Statistical analysis
Statistical analysis was performed using GraphPad Prism 8.4.1 software. All statistical tests were selected according to the normal distribution of data tested. Statistical significance was evaluated with a two-tailed unpaired t-test or a two-tailed Mann-Whitney test when two conditions were compared. A one-way analysis of variance (ANOVA) test followed by a Tukey’s multiple comparison test or a Kruskal-Wallis test followed by a Dunn’s multiple comparisons test was performed for more than two groups comparison. The statistical analyses were performed using Prism 6.0c software.
Results
Generation of midbrain organoids from patient-derived iPSCs with an SNCAtriplication
As one of the genetic defects associated with the development of PD, the SNCA triplication promotes elevated expression of α-syn, ultimately resulting in an increase in α-syn aggregation and an accompanying loss of DNs. To determine whether we could replicate the effects of this CNV event in a human model in a dish, in this study we differentiated hMOs from iPSCs reprogrammed from a patient carrying a triplication in the SNCA gene (SNCA Tri). As our control, we differentiated hMOs from iPSCs derived from the same patient line, but in which the SNCA allele copy number had been corrected to a wild-type state by deleting two of the four copies of the SNCA gene (Isog Ctl), using CRISPR/Cas9 genome editing. As an additional control, we differentiated hMOs from iPSCs derived from the same patient line in which all four SNCA alleles had been deleted (SNCA KO). To assess the quality of our three iPSC lines, we stained them for cell surface and pluripotency markers.

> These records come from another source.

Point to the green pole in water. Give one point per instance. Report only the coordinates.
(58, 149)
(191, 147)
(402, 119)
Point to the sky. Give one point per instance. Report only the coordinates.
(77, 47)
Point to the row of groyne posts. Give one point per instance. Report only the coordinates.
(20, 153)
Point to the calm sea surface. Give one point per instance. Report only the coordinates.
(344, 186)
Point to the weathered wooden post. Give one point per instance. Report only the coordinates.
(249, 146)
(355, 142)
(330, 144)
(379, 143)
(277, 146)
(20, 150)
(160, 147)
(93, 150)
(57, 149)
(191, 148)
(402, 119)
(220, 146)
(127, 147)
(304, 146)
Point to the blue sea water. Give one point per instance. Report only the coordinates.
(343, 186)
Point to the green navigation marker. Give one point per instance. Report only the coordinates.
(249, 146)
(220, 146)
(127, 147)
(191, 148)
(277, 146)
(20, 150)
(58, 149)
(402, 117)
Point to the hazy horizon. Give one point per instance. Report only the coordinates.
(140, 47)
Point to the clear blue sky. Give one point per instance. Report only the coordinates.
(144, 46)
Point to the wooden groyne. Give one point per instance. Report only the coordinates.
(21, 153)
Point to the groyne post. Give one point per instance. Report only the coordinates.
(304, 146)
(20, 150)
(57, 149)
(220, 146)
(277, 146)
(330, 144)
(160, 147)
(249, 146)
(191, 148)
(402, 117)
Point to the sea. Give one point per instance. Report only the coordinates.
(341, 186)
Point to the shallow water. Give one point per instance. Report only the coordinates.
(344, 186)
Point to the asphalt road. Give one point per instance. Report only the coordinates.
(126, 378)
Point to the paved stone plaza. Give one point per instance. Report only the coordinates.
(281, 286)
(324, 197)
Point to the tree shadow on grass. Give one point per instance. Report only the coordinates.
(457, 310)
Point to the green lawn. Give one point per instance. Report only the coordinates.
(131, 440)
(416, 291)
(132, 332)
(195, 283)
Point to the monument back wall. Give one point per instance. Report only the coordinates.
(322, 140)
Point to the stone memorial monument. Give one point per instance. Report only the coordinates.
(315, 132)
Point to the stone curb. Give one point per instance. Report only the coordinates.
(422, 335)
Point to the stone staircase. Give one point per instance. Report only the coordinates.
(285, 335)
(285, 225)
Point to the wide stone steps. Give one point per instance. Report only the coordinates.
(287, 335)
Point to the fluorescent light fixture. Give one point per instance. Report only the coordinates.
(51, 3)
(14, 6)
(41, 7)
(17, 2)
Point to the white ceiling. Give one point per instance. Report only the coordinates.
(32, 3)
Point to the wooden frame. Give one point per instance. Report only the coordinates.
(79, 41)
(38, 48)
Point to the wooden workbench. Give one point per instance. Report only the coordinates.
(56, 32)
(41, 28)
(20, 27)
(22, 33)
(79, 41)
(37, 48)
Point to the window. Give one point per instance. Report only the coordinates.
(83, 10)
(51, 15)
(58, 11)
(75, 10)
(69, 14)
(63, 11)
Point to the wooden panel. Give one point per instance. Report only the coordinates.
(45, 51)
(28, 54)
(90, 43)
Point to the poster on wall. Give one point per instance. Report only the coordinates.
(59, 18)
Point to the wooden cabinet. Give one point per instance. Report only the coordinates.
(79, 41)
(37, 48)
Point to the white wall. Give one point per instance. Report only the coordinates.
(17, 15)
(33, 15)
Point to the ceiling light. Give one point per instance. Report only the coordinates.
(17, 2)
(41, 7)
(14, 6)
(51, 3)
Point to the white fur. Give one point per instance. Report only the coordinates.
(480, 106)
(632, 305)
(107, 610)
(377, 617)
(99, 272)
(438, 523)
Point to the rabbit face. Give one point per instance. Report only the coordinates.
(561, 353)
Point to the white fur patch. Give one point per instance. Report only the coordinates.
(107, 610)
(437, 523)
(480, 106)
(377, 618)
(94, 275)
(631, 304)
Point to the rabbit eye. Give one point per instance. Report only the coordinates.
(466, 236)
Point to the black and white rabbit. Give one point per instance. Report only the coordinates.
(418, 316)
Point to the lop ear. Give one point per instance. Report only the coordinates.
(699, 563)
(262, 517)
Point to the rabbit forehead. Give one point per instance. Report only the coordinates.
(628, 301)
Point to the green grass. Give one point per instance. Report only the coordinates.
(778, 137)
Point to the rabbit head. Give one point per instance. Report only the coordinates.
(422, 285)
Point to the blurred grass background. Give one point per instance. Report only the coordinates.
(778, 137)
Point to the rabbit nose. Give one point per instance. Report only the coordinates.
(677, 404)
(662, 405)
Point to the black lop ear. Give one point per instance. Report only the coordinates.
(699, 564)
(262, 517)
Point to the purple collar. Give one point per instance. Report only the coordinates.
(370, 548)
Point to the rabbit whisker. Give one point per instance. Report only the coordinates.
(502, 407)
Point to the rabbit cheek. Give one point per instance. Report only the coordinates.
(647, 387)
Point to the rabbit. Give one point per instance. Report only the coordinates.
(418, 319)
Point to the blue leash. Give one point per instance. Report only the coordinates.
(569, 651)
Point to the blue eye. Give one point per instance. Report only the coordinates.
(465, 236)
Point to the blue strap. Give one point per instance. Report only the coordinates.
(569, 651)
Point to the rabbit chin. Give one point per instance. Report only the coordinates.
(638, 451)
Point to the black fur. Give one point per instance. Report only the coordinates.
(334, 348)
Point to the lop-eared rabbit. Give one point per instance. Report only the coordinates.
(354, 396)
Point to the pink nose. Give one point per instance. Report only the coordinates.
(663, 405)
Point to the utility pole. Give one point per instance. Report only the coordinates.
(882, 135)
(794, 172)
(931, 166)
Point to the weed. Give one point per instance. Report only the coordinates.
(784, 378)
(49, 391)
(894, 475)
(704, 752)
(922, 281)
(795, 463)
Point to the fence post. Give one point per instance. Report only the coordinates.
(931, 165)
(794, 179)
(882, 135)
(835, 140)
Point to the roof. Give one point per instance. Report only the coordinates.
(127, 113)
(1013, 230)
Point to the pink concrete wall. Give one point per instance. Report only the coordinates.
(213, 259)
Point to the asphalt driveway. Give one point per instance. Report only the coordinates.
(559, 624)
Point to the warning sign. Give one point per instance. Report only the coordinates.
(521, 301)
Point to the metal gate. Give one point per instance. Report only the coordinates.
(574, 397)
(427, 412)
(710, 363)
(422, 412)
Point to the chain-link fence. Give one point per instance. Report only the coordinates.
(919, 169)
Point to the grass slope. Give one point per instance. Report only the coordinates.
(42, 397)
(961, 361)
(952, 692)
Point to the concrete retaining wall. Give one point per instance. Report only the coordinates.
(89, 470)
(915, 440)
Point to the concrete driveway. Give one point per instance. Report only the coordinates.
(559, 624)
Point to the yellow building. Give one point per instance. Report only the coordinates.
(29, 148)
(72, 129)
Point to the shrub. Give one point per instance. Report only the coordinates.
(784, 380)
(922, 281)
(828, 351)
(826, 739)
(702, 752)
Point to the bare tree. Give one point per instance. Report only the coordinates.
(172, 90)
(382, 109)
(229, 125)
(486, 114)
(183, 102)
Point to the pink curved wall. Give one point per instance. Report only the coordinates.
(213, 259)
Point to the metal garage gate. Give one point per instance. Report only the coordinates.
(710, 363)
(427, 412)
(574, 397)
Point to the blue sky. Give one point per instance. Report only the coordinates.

All colonies expressed high levels of the glycoprotein antigen TRA1-60R, the glycolipid antigen SSEA-4, the transcription factor OCT3-4, and the transcription factor NANOG. Pluripotency markers were homogeneously observed in nearly all cells, which reflects the undifferentiated state of the iPSC cultures used as starting material for hMO generation (Fig. S1A, Table S1). Karyotype analysis showed no clonal abnormalities for any of the three lines (Fig. S1B). Genomic stability was assessed by monitoring copy numbers in critical hotspot regions that are often commonly mutated during reprogramming or extensive cell passaging 29. In these regions, we did not observe any of the recurrent abnormalities that have been reported 36–38 (Fig. S1C). At the DNA level, we also confirmed the number of SNCA alleles in each cell-line through digital droplet PCR (Fig. S1D, Table S2). As expected, we detected twice the copy number of the SNCA alleles relative to a control gene (CDH2) in SNCA Tri, compared to the Isog Ctl iPSCs, with no copies of the SNCA alleles in the SNCA KO iPSCs. Sequencing of the Isog Ctl line identified the break points of the three CRISPR/Cas9-induced deletions within the SNCA locus (Fig. S1E, Table S2). As only two of these are predicted to disrupt the α-syn protein coding sequence (the third being a small 24 bp deletion within an intron), the findings confirm the desired correction from four to two functional copies of the SNCA gene in the Isog Ctl line.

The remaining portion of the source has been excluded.